Climate change causing ‘dead zone’ to form

Terumbu karang perairan Karimun Jawa

Jakarta, 22 maret 2011


Kata Climate change atau perubahan iklim pasti sudah sangat familiar di telinga kita, terutama karena dampaknya mulai terasa nyata bagi manusia. 
Sebenarnya apa sih  perubahan iklim? 
dan apa hubungannya dengan dead zone?


Pada dasarnya, iklim di bumi senantiasa berubah.  Namun perubahan iklim yang terjadi saat ini tidaklah alami melainkan diinduksi oleh kegiatan manusia, seperti pembakaran bahan bakar fosil dan industri. Kegiatan semacam itu menghasilkan emisi gas rumah kaca, yang secara tidak langsung berdampak pada fluktuasi iklim yang ekstrim. 

Emisi gas rumah kaca seperti CO2, menyebabkan energi inframerah dan panas matahari yang diterima bumi tidak dapat dipantulkan kembali keluar bumi.  Energi panas tersebut terperangkap di atmosfer, dan membuat bumi semakin panas (efek rumah kaca).  Pemanasan global tersebutlah yang berakibat pada perubahan iklim.  Perubahan iklim mengakibatkan terganggunya ekosistem dan dapat mengubah habitat lebih cepat daripada kemampuan biota penghuninya beradaptasi terhadap perubahan tersebut.  

Kita telah mengubah cara laut bekerja.  Baru-baru ini Professor Ove Hoegh-Guldberg dan Professor Mark McCormick dari ARC Centre of Excellence for Coral Reef Studies, merilis artikel ilmiah mengenai makin meluasnya area dead zone di lautan, dampak dari perubahan iklim.  Dead zone merupakan area dimana kandungan oksigennya sangat sedikit hingga ikan dan biota laut lainnya tidak dapat bertahan. 

Menurut Prof. Hoegh-Guldberg, air laut yang menghangat (akibat pemanasan global) cenderung membentuk lapisan, yang seperti genangan kolam, miskin akan oksigen.  Hal yang sama dinyatakan oleh Peter Brewer and Edward Peltzer dari The Monterey Bay Aquarium Research Institute, “ocean surface waters are warming and becoming more stable, which allows less oxygen to be carried from the surface down into the depths”. 

Perubahan kekuatan angin dan arus laut akibat pengaruh perubahan iklim, membatasi percampuran antara air laut di permukaan dengan air laut dalam.  Hal itu mengakibatkan perubahan distribusi nutrien, yang kemudian menyebabkan terbentuknya zona anoxic (tidak ada oksigen).

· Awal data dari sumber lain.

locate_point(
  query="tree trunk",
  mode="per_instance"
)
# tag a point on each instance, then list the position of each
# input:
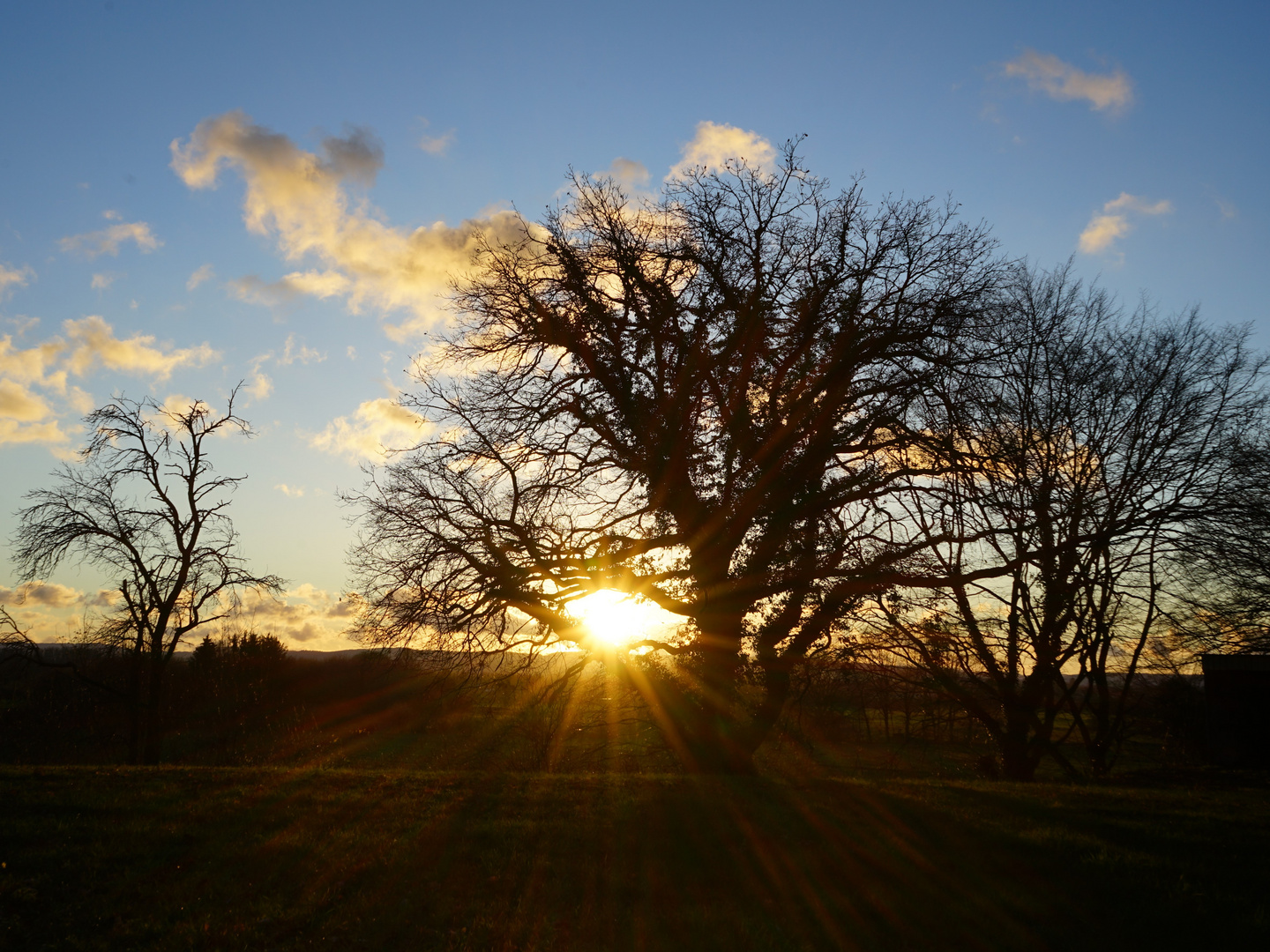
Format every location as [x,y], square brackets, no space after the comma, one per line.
[1016,759]
[153,747]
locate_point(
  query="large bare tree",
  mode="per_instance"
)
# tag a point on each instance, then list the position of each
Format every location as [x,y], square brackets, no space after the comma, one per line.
[145,507]
[698,400]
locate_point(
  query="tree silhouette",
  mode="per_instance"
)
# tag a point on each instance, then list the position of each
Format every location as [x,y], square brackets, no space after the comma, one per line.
[1087,460]
[703,400]
[145,507]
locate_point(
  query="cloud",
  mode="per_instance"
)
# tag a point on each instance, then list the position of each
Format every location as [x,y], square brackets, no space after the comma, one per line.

Dalam jurnal penelitiannya, Andrew Brierley dan Michael Kingsford mengungkapkan ketersediaan oksigen di laut telah menurun sejak tahun 1950 seiring menghangatnya lautan, dan akan terus menurun sekitar 6% seiring kenaikan suhu per 1° C.  Pemanasan yang terus berlangsung disertai meningkatnya karbondioksida akan memperluas area dead zone.  Pada periode tahun 2000 - 2008, total terdapat 405 dead zone di laut seluruh dunia, meliputi area sekitar 245.000 km persegi.  Jumlah tersebut meningkat dari 300 pada tahun 1990an dan 120 pada tahun 1980an.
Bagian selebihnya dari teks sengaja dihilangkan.